Fitre sadakası dört cins maldan belli bir miktarda verilir. Şöyle ki: Buğdaydan yarım sa' (Irakî) ki, beş yüz yirmi dirhem verilir. Buğday unu ile kavutu da, buğday hükmündedir. Arpadan, kuru üzümden ve kuru hurmadan da bir sa' (bin kırk dirhem), verilir. Bunların yerlerine kıymetlerinin verilmesi de caiz hatta daha faziletlidir. Fakat fakirlerin ihtiyacı bunların kendilerine daha çok ise, o zaman kendilerini vermek daha iyi olur._____
Burada dirhemden maksad, zekât nisabında olduğu gibi, Şer'i dirhemdir. Bununla beraber her beldenin örfde kullandığı dirhem ölçüsünü esas kabul etmek gerektiğini söyleyenler de vardır. Örfi dirhem daha fazla olduğu için, fitre sadakasını bundan vermek ihtiyata uygundur ve ziyade sevabı vardır.

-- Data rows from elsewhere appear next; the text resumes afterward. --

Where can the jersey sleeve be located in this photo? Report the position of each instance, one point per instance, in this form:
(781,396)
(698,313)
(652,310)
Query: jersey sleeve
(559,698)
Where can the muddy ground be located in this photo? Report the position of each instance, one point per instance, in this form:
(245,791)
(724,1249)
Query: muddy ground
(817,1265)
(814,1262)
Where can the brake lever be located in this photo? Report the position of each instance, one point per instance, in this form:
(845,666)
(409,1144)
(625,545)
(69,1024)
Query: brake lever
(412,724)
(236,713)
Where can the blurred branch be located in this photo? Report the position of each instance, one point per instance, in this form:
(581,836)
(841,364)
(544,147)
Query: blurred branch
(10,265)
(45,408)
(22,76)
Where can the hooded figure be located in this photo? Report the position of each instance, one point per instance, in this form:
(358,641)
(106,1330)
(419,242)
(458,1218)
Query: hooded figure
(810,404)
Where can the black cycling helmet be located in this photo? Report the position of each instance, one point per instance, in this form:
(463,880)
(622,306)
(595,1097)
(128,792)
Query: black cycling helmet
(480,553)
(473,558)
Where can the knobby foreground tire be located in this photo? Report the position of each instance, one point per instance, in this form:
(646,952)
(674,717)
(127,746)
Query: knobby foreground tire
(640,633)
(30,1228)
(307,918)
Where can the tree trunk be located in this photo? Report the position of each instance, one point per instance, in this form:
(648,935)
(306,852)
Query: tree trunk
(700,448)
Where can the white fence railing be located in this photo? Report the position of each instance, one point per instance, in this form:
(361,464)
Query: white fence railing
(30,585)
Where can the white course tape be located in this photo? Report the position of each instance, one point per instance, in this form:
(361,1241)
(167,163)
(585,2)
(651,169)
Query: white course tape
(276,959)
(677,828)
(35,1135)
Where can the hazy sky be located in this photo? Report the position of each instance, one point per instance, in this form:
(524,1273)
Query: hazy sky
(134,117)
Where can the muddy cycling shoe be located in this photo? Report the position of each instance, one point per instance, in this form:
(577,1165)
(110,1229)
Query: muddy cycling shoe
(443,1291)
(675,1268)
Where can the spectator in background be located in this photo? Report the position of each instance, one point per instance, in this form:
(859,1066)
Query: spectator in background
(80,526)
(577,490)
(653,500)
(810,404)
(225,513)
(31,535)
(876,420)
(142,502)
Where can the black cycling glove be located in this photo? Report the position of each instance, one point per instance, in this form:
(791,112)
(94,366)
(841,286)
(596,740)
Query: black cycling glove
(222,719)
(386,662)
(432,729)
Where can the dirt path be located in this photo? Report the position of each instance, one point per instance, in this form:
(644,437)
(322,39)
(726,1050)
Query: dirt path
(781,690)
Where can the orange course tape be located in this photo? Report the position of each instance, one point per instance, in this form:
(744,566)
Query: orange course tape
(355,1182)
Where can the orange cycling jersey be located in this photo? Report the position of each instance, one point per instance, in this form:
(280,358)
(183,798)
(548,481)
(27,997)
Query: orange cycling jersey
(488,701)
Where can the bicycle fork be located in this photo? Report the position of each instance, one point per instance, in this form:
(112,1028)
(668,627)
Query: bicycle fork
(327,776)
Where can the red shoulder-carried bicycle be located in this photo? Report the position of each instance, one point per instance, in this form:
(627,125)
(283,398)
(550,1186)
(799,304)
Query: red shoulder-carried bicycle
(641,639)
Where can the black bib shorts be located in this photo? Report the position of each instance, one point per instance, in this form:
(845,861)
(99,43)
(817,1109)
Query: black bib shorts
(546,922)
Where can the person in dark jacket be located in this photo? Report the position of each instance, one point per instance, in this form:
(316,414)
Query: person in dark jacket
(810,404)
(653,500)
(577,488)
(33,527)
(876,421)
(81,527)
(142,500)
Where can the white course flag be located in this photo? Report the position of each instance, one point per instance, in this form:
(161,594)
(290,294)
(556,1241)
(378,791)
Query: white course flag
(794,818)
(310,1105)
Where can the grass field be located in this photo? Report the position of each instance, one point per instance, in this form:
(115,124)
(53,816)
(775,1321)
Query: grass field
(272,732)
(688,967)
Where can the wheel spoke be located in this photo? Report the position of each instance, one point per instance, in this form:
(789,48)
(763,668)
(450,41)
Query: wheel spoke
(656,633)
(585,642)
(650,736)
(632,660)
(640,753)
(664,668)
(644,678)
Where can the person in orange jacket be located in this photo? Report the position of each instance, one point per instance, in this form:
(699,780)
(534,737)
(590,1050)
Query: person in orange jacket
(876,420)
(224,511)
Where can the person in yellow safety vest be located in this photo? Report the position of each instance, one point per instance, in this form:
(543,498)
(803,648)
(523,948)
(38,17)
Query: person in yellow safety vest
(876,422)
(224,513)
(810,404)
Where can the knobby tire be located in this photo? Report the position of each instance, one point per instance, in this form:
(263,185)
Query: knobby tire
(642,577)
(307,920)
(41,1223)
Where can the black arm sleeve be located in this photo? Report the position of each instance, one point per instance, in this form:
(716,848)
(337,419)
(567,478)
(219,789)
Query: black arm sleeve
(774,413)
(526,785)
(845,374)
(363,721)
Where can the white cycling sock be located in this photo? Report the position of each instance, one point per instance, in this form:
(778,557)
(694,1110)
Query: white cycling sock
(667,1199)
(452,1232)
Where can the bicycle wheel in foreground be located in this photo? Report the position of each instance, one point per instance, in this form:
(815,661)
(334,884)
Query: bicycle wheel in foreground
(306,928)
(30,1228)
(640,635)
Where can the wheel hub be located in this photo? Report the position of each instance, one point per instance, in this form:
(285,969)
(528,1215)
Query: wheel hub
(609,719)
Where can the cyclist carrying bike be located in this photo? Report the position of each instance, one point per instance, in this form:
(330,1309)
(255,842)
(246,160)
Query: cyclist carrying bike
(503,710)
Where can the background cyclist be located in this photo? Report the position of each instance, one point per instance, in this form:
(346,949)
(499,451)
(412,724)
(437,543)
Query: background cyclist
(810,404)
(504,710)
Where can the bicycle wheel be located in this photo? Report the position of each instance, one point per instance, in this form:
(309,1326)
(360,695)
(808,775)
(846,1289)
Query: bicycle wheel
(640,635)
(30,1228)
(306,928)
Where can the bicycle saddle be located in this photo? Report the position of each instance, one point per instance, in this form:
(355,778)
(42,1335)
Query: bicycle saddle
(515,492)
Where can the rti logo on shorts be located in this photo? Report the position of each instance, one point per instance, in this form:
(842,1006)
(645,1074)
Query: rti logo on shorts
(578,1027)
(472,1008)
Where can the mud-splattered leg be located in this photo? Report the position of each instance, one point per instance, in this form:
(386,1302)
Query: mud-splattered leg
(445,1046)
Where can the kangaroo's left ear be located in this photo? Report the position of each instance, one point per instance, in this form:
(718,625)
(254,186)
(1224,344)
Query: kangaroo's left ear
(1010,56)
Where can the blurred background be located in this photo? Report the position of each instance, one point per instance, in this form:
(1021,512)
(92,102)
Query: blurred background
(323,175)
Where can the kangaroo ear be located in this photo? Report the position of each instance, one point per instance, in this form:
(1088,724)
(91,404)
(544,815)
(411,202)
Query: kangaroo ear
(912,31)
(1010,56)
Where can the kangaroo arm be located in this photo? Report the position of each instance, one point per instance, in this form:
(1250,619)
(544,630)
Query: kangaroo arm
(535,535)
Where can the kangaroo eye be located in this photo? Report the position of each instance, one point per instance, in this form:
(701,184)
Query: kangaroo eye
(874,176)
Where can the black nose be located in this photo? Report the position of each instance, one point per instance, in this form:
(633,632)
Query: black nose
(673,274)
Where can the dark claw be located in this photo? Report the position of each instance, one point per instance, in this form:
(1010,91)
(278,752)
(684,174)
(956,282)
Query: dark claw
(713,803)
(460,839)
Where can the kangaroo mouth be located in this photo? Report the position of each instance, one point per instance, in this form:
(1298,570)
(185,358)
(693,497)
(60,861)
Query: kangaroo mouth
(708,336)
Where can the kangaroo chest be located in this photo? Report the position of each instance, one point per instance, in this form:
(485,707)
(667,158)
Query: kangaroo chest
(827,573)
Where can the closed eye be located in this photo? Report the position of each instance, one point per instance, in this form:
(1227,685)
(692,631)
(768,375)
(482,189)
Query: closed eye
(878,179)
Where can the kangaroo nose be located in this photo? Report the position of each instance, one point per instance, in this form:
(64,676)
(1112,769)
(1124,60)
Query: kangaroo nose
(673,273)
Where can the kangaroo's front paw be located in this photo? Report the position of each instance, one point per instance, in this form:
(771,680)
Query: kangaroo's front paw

(Üç İmama göre, fitre sadakası buğdaydan da bir sa'dır. Fakat bu sa'dan maksad, Irak sa'yi değil, Hicaz sa'yi olan 6931/3 dirhem miktarıdır.)
Fitre sadakası için buğday, arpa, üzüm ve hurma birer değişmez ölçüdür. Çünkü bunlardan maksad, fakirin bir günlük ihtiyacını gidermektir. O da bunlarla karşılanır. Eğer belli bir para ölçü olarak gösterilmiş olsaydı, bu gaye elde edilemezdi. Çünkü yiyeceklerin fiyatı zaman zaman değişmekte olduğundan, o belli para bazı yıllar bu maksadı karşılar ve bazan da karşılayamazdı.
Fitre sadakası, zekât gibi niyet edilerek fakirlere temlik şekli ile verilir. Yemek ikramı şeklinde verilemez. Bu niyet, malı ayırırken yapılabileceği gibi, fakire verirken de yapılabilir. Ancak fakire bunu verirken fitre olduğunu söylemek gerekmez.
Fitre sadakasını, aralarında zevciyet veya doğum bakımından ilgi bulunanların birbirlerine vermesi sahih değildir. Bir kimse fitresini, fakir olan karısına, babasına ve oğluna veremez.
Fitre sadakası, İmam Ebû Yusuf ile İmam Şafıî'ye göre, fakir olan zîmmîlere de verilemez. Fetva da bu şekildedir. Çünkü bunun verilmesindeki maksad, bayram gününde fakir müslümanların ihtiyaçlarını gidererek onların da bayrama sevinçle katılmalarını sağlamaktır. Bu maksad, fitrenin zimmîlere verilmesi ile elde edilmez. Bununla beraber, fitrenin zimmîlere verilebileceğini söyleyen alimler diyorlar ki: Bu sadakadan asıl maksad, mutlak olarak fakirlerin ihtiyacını bir ibadet niyeti ile karşılamaktır. Bu maksad, fakir zimmîlere verilmekle de kazanılır. Çünkü onlara verilecek sadaka da bir ibadettir.
Bir kimse fitresini bir fakire verebileceği gibi, birkaç fakire de dağıtabilir. Birçok kimseler de, fitrelerini birkaç fakire verebilecekleri gibi, bir fakire de verebilirler.
Fakat bir görüşe göre, bir fitre birkaç kimseye verilemez.
Birkaç fitre, gerek aynen ve gerek kıymet olarak sahiblerinin izni ile karıştırılmış bir halde fakirlere verilebilir. Her fitreyi diğerinden ayırmaya gerek yoktur. Bununla beraber fitrelerin ayrı ayrı verilmesi ihtiyata daha uygundur.
Fitre sadakası, yükümlünün bulunduğu yerdeki fakirlere verilmelidir. Başka yerlere gönderilmesi mekruhtur.
"Eksiklikten ve fazlalıktan münezzeh ve yüce olan Allah, doğruyu daha iyi bilir ve O'nun kereminin kemâlinden başarıya ulaştırması ve mükâfatlandırması umulur."